L’époque de la frénésie immobilière en région parisienne, et particulièrement à Paris, où l’on pouvait rapidement réaliser une plus-value, est bel et bien derrière nous. Selon une étude publiée, jeudi 26 février, par les Notaires du Grand Paris, un achat-revente au cours de ces trois dernières années « s’est avéré pénalisant ».
A l’échelle régionale, les appartements revendus après trois ans de détention enregistrent ainsi des moins-values significatives, de l’ordre de 9,1 % avec des pertes particulièrement marquées dans les Hauts-de-Seine, le Val-de-Marne et à Paris. « Dans ces départements, l’ajustement des prix a été plus rapide en raison de niveaux de valorisation historiquement élevés conjugués à un ralentissement brutal de la demande solvable », souligne l’étude.
Sur un horizon de cinq ans, la situation est plus contrastée. Les moins-values s’observent sur les appartements à Paris (− 10,1 %) et en petite couronne (− 5,2 %). Sur les maisons, elles ne sont que de – 0,4 %, tandis que les appartements en grande couronne enregistrent une légère plus-value de 0,6 %.
Patienter dix ans
Il faut désormais patienter dix ans pour être certain d’enregistrer des plus-values à la revente. En Ile-de-France, le prix des appartements a progressé de 17,5 % entre 2015 et 2025. La grande couronne affiche des progressions plus modérées mais régulières, les prix y ont augmenté en moyenne de 10,1 %. Dans la capitale, la hausse des prix des appartements sur dix ans atteint 21,1 %. « Les maisons confirment également leur bonne tenue à long terme », souligne l’étude. Sur dix ans, des plus-values sont constatées dans tous les départements.

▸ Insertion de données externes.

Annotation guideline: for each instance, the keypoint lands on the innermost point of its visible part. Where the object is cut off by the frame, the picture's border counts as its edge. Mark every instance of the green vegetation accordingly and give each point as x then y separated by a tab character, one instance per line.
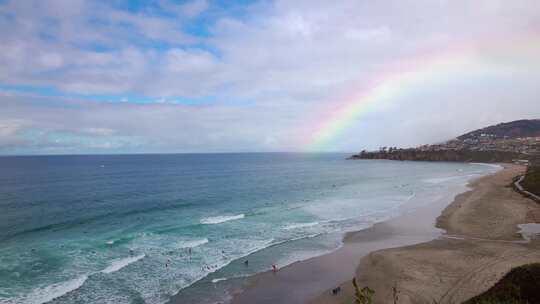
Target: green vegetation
531	182
519	286
364	295
442	155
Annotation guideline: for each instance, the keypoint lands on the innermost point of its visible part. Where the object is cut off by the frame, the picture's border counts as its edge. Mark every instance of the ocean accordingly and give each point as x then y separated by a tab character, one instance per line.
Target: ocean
141	228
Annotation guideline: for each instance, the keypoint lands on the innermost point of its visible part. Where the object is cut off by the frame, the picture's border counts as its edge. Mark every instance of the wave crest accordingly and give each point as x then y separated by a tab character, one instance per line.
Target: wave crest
221	219
121	263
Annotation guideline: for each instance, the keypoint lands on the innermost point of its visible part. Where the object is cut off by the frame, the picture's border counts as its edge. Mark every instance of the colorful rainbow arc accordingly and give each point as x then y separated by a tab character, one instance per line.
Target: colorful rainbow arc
419	73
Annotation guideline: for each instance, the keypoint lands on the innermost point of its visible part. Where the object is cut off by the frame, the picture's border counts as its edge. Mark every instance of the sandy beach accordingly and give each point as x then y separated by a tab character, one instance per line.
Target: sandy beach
478	244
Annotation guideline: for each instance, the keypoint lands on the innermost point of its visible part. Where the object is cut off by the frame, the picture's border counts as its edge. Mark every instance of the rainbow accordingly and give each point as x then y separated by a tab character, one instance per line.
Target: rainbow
426	71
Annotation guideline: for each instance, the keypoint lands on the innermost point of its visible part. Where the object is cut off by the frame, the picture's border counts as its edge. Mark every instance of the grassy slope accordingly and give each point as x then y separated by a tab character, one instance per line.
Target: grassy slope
519	286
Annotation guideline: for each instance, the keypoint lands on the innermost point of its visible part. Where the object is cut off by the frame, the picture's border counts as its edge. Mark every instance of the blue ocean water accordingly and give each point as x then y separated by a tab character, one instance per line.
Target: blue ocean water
140	228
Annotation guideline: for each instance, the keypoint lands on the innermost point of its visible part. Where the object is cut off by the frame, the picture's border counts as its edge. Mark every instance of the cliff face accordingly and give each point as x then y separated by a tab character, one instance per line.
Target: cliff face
442	155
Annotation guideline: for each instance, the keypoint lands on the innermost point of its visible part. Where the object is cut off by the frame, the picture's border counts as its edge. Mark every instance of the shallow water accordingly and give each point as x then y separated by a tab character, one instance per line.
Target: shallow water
140	228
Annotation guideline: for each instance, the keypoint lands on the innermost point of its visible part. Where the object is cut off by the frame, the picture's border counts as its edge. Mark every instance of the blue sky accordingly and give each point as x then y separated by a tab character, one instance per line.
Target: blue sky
223	76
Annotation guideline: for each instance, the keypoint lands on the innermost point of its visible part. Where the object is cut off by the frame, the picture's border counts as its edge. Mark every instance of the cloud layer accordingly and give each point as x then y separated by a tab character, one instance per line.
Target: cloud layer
109	77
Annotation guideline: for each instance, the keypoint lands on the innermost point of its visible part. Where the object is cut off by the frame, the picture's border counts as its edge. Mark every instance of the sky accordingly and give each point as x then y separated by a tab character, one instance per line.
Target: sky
164	76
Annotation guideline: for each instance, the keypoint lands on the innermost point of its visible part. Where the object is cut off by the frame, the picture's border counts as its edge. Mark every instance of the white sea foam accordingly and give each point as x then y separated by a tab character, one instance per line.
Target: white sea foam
193	243
300	225
121	263
488	165
48	293
221	219
439	180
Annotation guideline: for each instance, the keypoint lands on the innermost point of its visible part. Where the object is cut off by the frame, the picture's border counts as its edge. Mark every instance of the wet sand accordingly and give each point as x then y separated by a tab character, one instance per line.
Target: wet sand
312	280
481	244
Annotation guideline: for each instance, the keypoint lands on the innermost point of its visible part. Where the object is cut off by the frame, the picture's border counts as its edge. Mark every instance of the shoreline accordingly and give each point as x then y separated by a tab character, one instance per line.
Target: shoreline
304	281
481	244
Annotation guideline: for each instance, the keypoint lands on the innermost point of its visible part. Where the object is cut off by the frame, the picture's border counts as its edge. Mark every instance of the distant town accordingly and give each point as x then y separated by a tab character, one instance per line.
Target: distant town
517	141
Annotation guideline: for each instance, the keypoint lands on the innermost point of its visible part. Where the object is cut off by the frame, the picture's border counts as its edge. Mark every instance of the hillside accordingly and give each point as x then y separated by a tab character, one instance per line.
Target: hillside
504	142
514	129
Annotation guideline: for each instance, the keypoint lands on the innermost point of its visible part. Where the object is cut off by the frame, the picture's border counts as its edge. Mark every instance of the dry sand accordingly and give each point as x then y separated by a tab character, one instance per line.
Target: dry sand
480	246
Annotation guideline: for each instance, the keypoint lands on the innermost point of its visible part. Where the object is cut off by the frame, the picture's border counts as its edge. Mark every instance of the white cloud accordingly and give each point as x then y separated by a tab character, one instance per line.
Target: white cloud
270	71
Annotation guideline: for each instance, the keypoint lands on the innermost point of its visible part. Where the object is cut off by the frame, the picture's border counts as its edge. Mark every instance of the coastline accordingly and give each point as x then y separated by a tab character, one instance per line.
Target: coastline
305	281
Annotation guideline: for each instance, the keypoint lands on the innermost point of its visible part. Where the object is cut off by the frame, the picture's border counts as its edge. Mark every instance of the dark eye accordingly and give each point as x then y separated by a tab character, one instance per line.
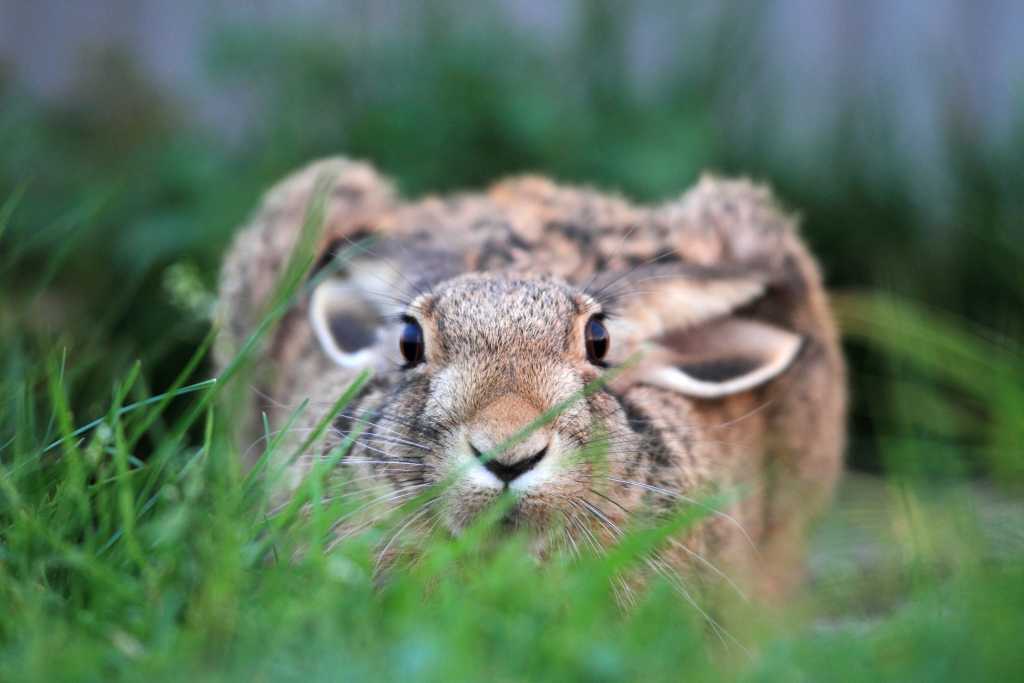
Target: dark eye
596	337
411	342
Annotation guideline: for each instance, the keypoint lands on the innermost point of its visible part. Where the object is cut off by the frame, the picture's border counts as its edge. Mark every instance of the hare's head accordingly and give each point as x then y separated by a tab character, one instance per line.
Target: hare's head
513	383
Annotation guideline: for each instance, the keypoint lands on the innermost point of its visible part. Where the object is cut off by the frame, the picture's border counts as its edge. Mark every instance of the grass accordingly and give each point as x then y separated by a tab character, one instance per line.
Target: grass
134	546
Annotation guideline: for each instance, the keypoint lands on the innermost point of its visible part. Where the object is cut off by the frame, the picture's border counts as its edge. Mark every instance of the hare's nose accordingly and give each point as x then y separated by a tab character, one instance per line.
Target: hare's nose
508	472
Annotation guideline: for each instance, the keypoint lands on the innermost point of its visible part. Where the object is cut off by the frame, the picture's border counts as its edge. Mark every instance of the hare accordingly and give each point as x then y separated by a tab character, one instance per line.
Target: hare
690	345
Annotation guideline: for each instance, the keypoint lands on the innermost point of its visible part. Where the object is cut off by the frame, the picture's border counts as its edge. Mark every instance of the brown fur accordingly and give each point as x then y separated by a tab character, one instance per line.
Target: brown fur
502	284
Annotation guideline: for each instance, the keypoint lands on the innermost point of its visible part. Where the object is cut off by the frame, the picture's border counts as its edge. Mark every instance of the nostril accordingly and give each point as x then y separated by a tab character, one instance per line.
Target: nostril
509	472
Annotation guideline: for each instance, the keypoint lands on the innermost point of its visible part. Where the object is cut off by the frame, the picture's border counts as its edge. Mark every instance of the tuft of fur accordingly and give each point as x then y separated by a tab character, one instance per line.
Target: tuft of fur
503	284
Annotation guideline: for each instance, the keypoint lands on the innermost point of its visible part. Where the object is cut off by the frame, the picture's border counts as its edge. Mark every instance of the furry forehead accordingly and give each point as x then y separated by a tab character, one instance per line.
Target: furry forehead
494	310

Au total, « le logement ancien en Ile-de-France conserve ainsi un profil patrimonial favorable à dix ans, dans tous les départements et sur toutes les typologies de biens », conclut l’étude. Toutefois, cette constatation n’est pas une prévision pour l’avenir. Les Notaires du Grand Paris notent qu’une « amélioration de l’activité prolonge la tendance engagée au cours de l’année, sans pour autant traduire un retour à un cycle de forte expansion ». L’année 2025 a été marquée par la reprise de l’activité et la stabilisation des prix.
Selon leurs estimations, si le nombre des transactions repart à la hausse, l’évolution des prix est plus incertaine. « Après une petite hausse estivale, le prix des appartements parisiens devrait rester stable dans les prochains mois », prévoient-ils. Même constatation dans la petite couronne, où les prix « devraient peu évoluer dans les prochains mois ». Ce devrait être aussi le cas en grande couronne.
Crédit Immobilier : déjouez les arnaques au faux courtier
L’Autorité de contrôle prudentiel et de résolution (ACPR) alerte régulièrement sur les arnaques au faux courtier en crédit immobilier : certains escrocs usurpent l’identité d’un vrai courtier, indépendant ou aux couleurs d’un réseau, et proposent à leur victime de l’aider à trouver un financement pour son bien.
Ils gagnent progressivement sa confiance en simulant toutes les étapes de la recherche d’un crédit de façon très réaliste : constitution du dossier, sélection de plusieurs banques, rédaction du contrat de prêt, etc. Dernière étape de l’arnaque, l’escroc demande le versement d’un acompte sur ses honoraires, voire de l’apport, sur un compte ouvert dans la banque présentée comme celle réalisant le prêt.
« Les courtiers n’ont pas le droit de demander un acompte sur leurs honoraires, rappelle Côme Robet, le président de CNCEF Crédit. Ils sont rémunérés lors du déblocage du crédit, jamais avant, et les honoraires sont dans la majeure partie des cas intégrés au plan de financement. » Pour éviter de tomber dans les griffes de ces escrocs, il faut vérifier que son interlocuteur est bien enregistré à l’Organisme pour le registre unique des intermédiaires en assurance, banque et finance (Orias), mais aussi contacter le courtier sur un numéro de téléphone et une adresse mail que vous avez vous-même trouvés sur le site du réseau de courtage.